Luiz Inácio Lula da Silva vetou a proposta do Congresso que alterava a Lei da Ficha Limpa, mantendo o prazo de inelegibilidade para políticos condenados. A decisão foi tomada antes do prazo final, nesta segunda-feira (29), e será publicada no Diário Oficial da União.
A proposta aprovada no início de setembro previa que políticos condenados poderiam disputar eleições após cumprirem metade da pena, reduzindo a punição. O veto ainda será analisado pelo Congresso, que pode mantê-lo ou derrubá-lo.
Entenda a decisão de Lula
A Lei da Ficha Limpa, em vigor desde 2010, é considerada uma das principais barreiras para impedir a candidatura de políticos condenados por órgãos colegiados. A proposta vetada por Lula permitia que o prazo de oito anos de inelegibilidade começasse a ser contado a partir do momento da cassação, e não mais após o término do mandato, como ocorre atualmente.
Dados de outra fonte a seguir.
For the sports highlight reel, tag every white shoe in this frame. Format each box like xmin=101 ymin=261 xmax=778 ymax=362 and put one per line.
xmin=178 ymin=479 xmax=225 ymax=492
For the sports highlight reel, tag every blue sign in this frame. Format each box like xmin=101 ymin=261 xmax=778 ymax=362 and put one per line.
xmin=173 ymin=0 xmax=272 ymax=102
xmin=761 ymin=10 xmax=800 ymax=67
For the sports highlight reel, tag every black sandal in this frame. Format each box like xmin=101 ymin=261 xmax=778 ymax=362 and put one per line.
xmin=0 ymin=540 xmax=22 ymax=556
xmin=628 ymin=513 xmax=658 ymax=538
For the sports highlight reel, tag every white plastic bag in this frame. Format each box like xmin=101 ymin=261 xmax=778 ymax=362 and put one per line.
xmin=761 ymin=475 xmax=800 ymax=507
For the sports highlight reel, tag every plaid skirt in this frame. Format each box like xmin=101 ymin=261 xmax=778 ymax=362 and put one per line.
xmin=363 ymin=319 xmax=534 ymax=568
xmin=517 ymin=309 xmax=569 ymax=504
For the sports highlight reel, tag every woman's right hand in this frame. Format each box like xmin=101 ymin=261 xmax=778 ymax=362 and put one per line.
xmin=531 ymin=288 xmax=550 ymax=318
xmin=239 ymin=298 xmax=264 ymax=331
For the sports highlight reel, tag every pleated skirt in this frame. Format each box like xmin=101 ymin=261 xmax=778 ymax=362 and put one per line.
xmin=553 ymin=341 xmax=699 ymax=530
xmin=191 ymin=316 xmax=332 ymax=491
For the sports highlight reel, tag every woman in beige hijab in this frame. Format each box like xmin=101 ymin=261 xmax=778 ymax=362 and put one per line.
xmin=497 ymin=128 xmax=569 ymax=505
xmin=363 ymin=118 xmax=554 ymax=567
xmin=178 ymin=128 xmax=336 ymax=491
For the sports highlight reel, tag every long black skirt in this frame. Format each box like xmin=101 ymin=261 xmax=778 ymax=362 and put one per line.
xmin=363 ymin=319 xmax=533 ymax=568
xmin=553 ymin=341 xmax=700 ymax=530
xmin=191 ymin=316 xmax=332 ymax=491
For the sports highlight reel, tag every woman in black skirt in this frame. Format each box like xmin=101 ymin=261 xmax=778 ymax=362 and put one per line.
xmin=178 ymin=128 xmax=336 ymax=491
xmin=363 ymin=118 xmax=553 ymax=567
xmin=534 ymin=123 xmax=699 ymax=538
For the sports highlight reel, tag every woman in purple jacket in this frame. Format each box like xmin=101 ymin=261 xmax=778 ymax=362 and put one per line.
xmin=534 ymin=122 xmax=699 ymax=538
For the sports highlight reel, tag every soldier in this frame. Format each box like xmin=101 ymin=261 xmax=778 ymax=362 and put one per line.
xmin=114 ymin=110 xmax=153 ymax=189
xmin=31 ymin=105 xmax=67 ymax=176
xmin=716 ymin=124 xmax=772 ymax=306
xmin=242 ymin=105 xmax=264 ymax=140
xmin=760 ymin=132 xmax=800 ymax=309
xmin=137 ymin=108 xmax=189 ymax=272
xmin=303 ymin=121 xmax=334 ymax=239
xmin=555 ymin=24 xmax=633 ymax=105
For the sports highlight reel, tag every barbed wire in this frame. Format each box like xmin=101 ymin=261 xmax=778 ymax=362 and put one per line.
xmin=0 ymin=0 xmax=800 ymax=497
Segundo o texto aprovado pelo Congresso, o prazo também poderia ser reduzido em casos de condenação em segunda instância, permitindo que políticos retornassem à disputa eleitoral após cumprirem metade da pena. O projeto previa ainda efeitos retroativos e imediatos, podendo impactar condenações já transitadas em julgado.
Lula vetou não apenas a flexibilização do prazo, mas também dispositivos que permitiam a aplicação retroativa da nova lei. O presidente justificou a decisão afirmando que a mudança gerou debates intensos sobre ética e moralidade na política.
Repercussão no Congresso
A decisão foi recebida com apoio de setores que defendem o combate à corrupção, enquanto parte dos parlamentares criticou o veto, alegando que a flexibilização ampliaria o direito de defesa dos candidatos. O veto será analisado pelo Congresso, que poderá mantê-lo ou derrubá-lo.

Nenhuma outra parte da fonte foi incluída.